The strong bioactivity of BGMS_LS was confirmed by means of an in vitro test in SBF, where it was possible to observe both the significance precipitation of apatite (see the white globular precipitates on the samples’ surface in Figure 3 and Figure 4) and the formation of a silica gel (sg) layer (see the cross-section shown in Figure 4 and the corresponding results of the EDS analysis), which precedes and accompanies the precipitation of the apatite itself [16]. The presence of apatite has been confirmed by the EDS results (Figure 4b), which report that the Ca/P ratio in the precipitates gradually approaches that of apatite [17,18], apart from local fluctuations. Moreover, the nature of the chemical species which formed on the samples during SBF tests was investigated by means of Raman spectroscopy. In fact, such technique is very useful in order to confirm the precipitation of apatite in vitro, as the Raman peaks related to the P–O vibration modes are particularly intense.
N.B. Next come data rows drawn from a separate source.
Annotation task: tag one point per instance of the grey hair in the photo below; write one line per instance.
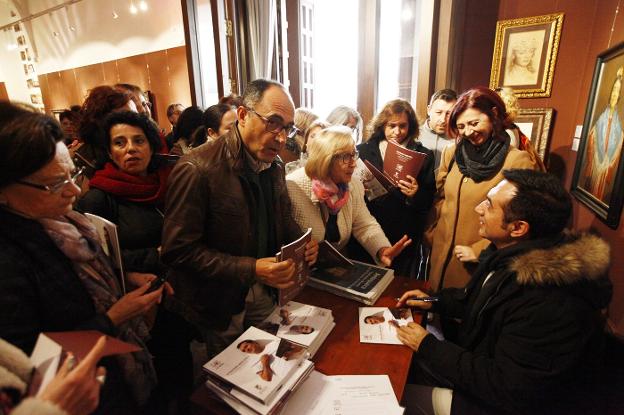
(254, 91)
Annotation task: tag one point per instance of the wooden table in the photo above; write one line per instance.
(342, 353)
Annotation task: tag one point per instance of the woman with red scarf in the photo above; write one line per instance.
(325, 198)
(130, 192)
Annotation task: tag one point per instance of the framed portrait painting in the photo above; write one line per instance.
(598, 173)
(525, 52)
(536, 123)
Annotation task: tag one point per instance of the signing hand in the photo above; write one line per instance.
(408, 187)
(77, 391)
(412, 335)
(414, 303)
(133, 304)
(387, 254)
(311, 252)
(465, 253)
(275, 274)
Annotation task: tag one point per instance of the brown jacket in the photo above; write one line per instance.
(208, 231)
(454, 220)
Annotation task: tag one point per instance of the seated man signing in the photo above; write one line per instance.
(530, 337)
(227, 214)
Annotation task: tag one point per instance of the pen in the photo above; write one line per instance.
(425, 299)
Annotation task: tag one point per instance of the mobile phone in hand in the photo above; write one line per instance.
(155, 285)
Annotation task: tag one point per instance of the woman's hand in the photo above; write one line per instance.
(138, 279)
(408, 187)
(77, 391)
(133, 304)
(465, 253)
(387, 254)
(406, 299)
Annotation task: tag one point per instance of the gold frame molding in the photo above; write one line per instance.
(551, 24)
(541, 118)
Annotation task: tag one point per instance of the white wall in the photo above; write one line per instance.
(97, 37)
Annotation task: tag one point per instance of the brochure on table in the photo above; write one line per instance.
(379, 324)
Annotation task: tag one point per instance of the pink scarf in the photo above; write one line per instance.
(332, 195)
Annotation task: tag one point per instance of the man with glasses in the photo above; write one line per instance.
(227, 215)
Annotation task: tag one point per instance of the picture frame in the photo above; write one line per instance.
(598, 180)
(536, 124)
(525, 53)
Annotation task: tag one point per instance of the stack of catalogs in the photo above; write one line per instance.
(303, 324)
(346, 278)
(257, 373)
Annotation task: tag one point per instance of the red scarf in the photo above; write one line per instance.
(143, 189)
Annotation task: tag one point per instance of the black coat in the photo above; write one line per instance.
(530, 339)
(397, 214)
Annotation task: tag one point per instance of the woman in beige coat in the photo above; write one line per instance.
(325, 198)
(468, 170)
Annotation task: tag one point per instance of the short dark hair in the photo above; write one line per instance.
(375, 128)
(255, 91)
(540, 200)
(447, 95)
(27, 141)
(142, 121)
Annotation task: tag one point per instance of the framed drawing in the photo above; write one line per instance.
(598, 179)
(525, 51)
(535, 123)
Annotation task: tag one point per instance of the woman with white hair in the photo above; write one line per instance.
(343, 115)
(325, 198)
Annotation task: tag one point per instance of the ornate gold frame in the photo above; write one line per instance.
(552, 23)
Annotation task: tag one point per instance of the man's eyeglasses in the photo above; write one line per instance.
(55, 188)
(275, 126)
(347, 158)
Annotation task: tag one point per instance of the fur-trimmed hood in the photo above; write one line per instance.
(579, 257)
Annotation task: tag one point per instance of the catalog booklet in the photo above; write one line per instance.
(399, 162)
(257, 363)
(109, 239)
(358, 281)
(379, 324)
(295, 251)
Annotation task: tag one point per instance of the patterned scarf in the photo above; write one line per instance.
(143, 189)
(494, 152)
(77, 238)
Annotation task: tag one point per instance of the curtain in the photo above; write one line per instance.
(262, 16)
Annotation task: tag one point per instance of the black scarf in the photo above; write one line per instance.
(492, 156)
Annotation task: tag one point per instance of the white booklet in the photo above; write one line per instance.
(109, 240)
(379, 324)
(257, 363)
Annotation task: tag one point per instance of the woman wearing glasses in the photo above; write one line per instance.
(325, 198)
(404, 209)
(130, 192)
(55, 276)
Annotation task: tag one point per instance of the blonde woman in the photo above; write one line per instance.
(325, 198)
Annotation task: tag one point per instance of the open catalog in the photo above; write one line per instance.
(303, 324)
(348, 278)
(257, 364)
(379, 324)
(109, 239)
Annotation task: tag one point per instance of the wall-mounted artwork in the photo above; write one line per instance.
(536, 124)
(599, 170)
(525, 52)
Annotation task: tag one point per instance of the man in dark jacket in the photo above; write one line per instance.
(530, 337)
(227, 214)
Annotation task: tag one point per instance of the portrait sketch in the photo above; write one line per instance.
(525, 52)
(598, 172)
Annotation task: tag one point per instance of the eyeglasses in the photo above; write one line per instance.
(55, 188)
(347, 158)
(275, 126)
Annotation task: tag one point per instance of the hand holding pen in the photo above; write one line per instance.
(416, 298)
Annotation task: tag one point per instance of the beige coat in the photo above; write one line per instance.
(354, 217)
(454, 220)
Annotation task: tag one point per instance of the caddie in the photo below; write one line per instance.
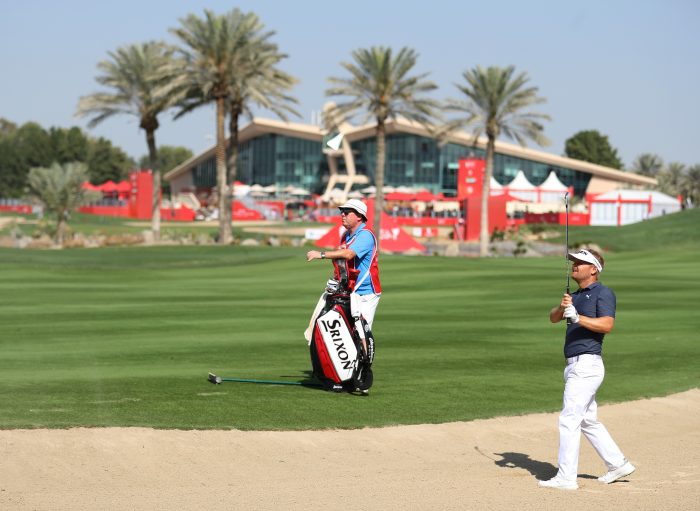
(590, 312)
(358, 245)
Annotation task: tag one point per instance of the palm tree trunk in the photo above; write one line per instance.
(485, 191)
(61, 227)
(379, 180)
(233, 158)
(155, 169)
(222, 187)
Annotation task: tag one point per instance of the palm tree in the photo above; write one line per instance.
(230, 61)
(257, 80)
(380, 86)
(495, 100)
(59, 189)
(135, 75)
(648, 164)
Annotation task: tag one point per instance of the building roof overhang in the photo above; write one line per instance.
(259, 126)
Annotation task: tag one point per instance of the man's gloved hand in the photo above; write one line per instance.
(571, 314)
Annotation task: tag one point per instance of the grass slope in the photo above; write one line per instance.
(126, 336)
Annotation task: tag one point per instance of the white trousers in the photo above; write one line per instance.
(579, 414)
(368, 306)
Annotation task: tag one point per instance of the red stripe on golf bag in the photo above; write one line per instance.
(323, 357)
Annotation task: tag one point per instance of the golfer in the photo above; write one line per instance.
(590, 312)
(358, 245)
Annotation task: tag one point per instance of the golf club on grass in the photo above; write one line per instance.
(219, 379)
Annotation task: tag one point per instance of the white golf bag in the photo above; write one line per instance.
(340, 341)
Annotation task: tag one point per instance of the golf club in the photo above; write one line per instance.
(218, 380)
(566, 253)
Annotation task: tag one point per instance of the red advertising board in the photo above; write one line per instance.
(470, 178)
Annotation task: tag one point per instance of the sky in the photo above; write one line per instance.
(629, 69)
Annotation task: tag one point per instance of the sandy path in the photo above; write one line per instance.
(489, 464)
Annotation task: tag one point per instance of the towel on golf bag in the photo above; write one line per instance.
(342, 344)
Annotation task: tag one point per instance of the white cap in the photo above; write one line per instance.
(585, 256)
(357, 205)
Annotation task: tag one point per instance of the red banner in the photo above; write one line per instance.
(470, 178)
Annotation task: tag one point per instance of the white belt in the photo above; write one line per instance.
(571, 360)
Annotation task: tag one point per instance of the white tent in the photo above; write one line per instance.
(621, 207)
(521, 188)
(495, 187)
(552, 190)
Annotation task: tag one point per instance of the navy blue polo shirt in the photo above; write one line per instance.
(594, 301)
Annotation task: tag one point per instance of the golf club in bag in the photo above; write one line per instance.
(341, 343)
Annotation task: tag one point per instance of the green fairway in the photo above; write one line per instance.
(126, 336)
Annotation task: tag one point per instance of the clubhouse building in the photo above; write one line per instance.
(305, 156)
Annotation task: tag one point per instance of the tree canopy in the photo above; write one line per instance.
(59, 189)
(593, 147)
(496, 102)
(30, 145)
(381, 86)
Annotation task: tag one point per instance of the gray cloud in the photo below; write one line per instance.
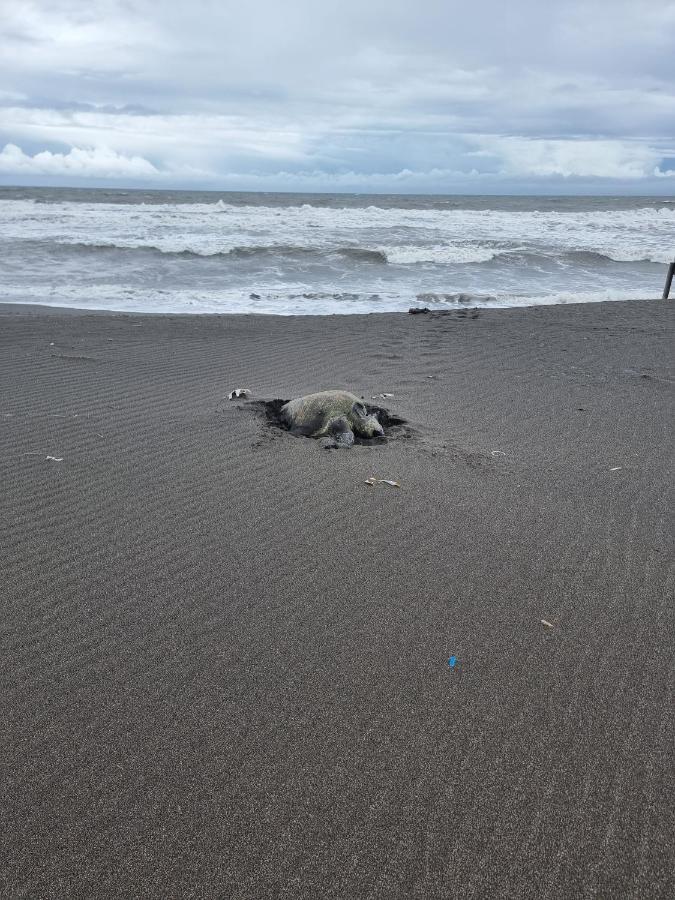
(385, 95)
In the spectrum of Figure 3c, acquired on the phosphorus and calcium rich precipitates after 7 and 14 days in SBF, it is possible to identify the main peaks ascribable to apatite, which arise from phosphate ions [19,20]. In more detail, the spectrum is dominated by a particularly sharp peak at ~960 cm⁻¹, which, in the literature, is referred to as the ν₁ symmetric stretching vibration of phosphate anions; moreover, it is possible to observe two further broad peaks which progressively emerge from the background, i.e., at ~430 cm⁻¹ and 590 cm⁻¹ (see the arrows in Figure 3c), where the literature reports the presence, for apatite, of peaks ascribable to the ν₂ and ν₄ bending modes of the (PO₄)³⁻ group [19,20,21].
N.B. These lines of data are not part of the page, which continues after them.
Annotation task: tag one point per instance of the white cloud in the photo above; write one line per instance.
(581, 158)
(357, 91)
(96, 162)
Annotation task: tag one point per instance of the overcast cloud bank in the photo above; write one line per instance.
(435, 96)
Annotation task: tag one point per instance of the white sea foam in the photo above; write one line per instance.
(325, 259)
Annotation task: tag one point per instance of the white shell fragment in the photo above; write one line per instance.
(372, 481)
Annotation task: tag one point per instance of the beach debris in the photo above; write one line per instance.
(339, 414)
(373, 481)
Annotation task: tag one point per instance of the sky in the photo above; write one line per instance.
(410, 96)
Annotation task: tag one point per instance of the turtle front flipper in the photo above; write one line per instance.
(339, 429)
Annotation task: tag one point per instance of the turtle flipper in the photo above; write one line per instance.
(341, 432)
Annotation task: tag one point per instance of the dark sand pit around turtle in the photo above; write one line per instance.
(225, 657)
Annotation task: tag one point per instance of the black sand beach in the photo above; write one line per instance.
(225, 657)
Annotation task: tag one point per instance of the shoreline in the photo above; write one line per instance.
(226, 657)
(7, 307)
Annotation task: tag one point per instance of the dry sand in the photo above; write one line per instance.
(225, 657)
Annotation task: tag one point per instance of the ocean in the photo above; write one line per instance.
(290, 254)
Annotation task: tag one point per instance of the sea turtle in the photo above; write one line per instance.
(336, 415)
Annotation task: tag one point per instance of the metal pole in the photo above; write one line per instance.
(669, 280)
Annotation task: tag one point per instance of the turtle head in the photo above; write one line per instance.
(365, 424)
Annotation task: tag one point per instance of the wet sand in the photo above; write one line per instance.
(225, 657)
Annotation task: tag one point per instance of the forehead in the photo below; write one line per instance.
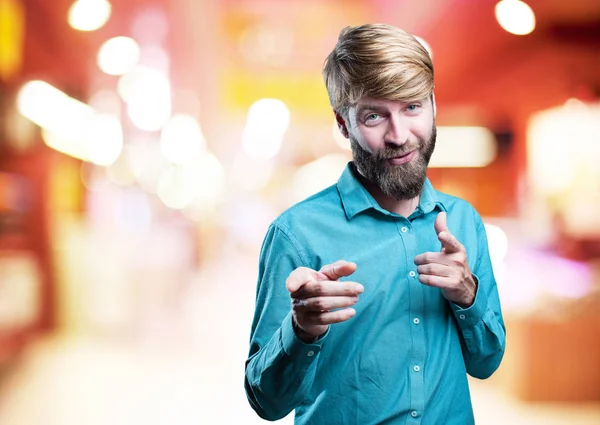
(369, 103)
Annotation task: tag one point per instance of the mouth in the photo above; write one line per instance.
(402, 159)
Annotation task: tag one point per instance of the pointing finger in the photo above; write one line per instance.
(440, 224)
(449, 243)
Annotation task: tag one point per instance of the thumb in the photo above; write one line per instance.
(449, 242)
(338, 269)
(440, 224)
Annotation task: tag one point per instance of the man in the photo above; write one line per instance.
(393, 298)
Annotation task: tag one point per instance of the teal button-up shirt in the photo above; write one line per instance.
(404, 357)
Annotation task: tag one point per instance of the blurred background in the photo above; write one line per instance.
(145, 146)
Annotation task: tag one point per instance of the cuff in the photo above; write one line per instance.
(295, 348)
(470, 316)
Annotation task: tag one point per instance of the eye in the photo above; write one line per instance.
(371, 118)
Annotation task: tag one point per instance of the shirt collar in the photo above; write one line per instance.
(356, 199)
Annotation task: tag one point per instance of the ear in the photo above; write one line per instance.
(341, 122)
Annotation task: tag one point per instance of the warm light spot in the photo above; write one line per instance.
(267, 122)
(497, 243)
(251, 174)
(118, 55)
(150, 26)
(50, 108)
(463, 147)
(148, 95)
(181, 186)
(318, 175)
(155, 57)
(515, 16)
(106, 102)
(104, 139)
(181, 139)
(89, 15)
(70, 126)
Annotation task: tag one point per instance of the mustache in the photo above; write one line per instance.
(390, 152)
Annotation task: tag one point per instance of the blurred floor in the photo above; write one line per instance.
(184, 365)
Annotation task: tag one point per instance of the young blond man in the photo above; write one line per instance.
(393, 297)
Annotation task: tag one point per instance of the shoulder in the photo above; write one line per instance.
(456, 205)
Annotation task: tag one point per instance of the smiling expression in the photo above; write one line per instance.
(392, 143)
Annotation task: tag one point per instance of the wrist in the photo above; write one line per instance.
(302, 335)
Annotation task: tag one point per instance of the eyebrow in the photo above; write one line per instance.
(363, 108)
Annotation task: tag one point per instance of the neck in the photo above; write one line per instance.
(404, 207)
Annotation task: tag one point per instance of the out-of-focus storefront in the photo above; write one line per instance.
(146, 145)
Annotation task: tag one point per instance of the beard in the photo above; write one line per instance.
(401, 182)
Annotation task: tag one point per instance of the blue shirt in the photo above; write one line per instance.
(404, 357)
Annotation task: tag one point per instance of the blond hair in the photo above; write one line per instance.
(379, 61)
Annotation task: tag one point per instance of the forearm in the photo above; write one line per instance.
(279, 375)
(483, 338)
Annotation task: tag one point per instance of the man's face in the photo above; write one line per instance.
(392, 143)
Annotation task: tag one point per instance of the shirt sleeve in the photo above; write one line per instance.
(280, 368)
(481, 325)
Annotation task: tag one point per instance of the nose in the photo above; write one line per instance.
(397, 132)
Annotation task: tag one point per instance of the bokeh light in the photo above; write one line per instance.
(266, 123)
(515, 16)
(89, 15)
(118, 55)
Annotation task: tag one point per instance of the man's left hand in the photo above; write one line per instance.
(448, 269)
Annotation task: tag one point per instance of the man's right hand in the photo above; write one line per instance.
(314, 294)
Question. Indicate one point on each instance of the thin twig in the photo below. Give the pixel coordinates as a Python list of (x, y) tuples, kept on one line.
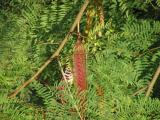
[(55, 54), (153, 81), (139, 91), (68, 89)]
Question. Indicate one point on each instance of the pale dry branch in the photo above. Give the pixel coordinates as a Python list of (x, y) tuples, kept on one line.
[(55, 54)]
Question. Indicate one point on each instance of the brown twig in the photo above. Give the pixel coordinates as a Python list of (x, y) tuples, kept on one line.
[(68, 89), (153, 81), (55, 54)]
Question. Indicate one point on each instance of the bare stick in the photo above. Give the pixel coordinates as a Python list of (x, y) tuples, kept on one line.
[(68, 89), (155, 77), (55, 54)]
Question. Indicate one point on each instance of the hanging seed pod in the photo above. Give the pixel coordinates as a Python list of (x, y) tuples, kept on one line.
[(79, 65)]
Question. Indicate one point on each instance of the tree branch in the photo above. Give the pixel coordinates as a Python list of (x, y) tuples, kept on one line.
[(55, 54), (153, 81)]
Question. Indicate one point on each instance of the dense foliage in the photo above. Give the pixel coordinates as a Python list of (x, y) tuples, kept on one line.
[(122, 42)]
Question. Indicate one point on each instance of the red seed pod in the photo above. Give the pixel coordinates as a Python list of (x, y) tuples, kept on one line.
[(79, 65)]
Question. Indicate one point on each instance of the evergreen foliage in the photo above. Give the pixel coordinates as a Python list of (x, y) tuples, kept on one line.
[(122, 56)]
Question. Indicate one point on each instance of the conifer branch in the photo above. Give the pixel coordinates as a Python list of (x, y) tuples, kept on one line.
[(153, 81), (139, 91), (55, 54)]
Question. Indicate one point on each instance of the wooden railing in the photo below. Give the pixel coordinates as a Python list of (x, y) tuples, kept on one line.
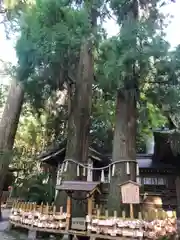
[(42, 216)]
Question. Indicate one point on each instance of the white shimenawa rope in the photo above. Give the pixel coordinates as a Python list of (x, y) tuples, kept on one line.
[(101, 168)]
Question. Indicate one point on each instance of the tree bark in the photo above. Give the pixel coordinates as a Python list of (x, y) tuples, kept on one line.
[(78, 123), (8, 127), (124, 146)]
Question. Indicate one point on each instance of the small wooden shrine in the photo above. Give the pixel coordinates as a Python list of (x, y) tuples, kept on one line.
[(157, 174), (152, 173)]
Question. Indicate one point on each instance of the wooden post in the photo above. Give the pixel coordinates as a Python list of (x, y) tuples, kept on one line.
[(123, 214), (68, 211), (90, 207), (131, 211), (54, 210), (106, 214)]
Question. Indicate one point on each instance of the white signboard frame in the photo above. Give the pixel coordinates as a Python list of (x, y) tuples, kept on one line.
[(130, 193)]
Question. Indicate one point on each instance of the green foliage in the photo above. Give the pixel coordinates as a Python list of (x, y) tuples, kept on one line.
[(35, 188), (49, 45)]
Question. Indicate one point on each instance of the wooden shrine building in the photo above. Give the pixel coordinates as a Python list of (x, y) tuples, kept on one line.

In summary, the marked bioactivity of BGMS_LS and its low-temperature sintering are ascribable to several competing factors, which derive from the composition of the glass itself: (1) the lower content of SiO₂ compared to 45S5, which results in a weaker glass network, thus favoring the reactivity of the glass; (2) the lower content of Na₂O, which is expected to promote its thermal stability; (3) the beneficial effect of MgO, which should improve the glass sintering by virtue of its higher field strength compared to calcium, although the debate on the role of magnesium in silicate glasses is still open [6]; (4) the presence of strontium, which should favor the viscous flow [11]; and (5) the increased entropy of mixing in the new multi-component BGMS_LS, which tends to favor the persistence of an amorphous disordered state, thus hindering crystallization. For these reasons, the marked reduction in alkaline oxides, combined with the addition of magnesium and strontium, whose biological relevance is ascertained, would seem to be an intriguing way to overcome the well-known limitations of common bioactive glasses.

4. Conclusions

Thanks to its composition, the new BGMS_LS exhibits exceptional thermal stability, which makes the glass sinterable at a much lower temperature than that of the “gold” standard 45S5. Despite the heat treatment, the sintered glass remains completely amorphous, making it possible to produce highly bioactive scaffolds and coatings. In view of a clinical use of BGMS_LS, the biological responsiveness of strontium and magnesium could make the new glass even more promising.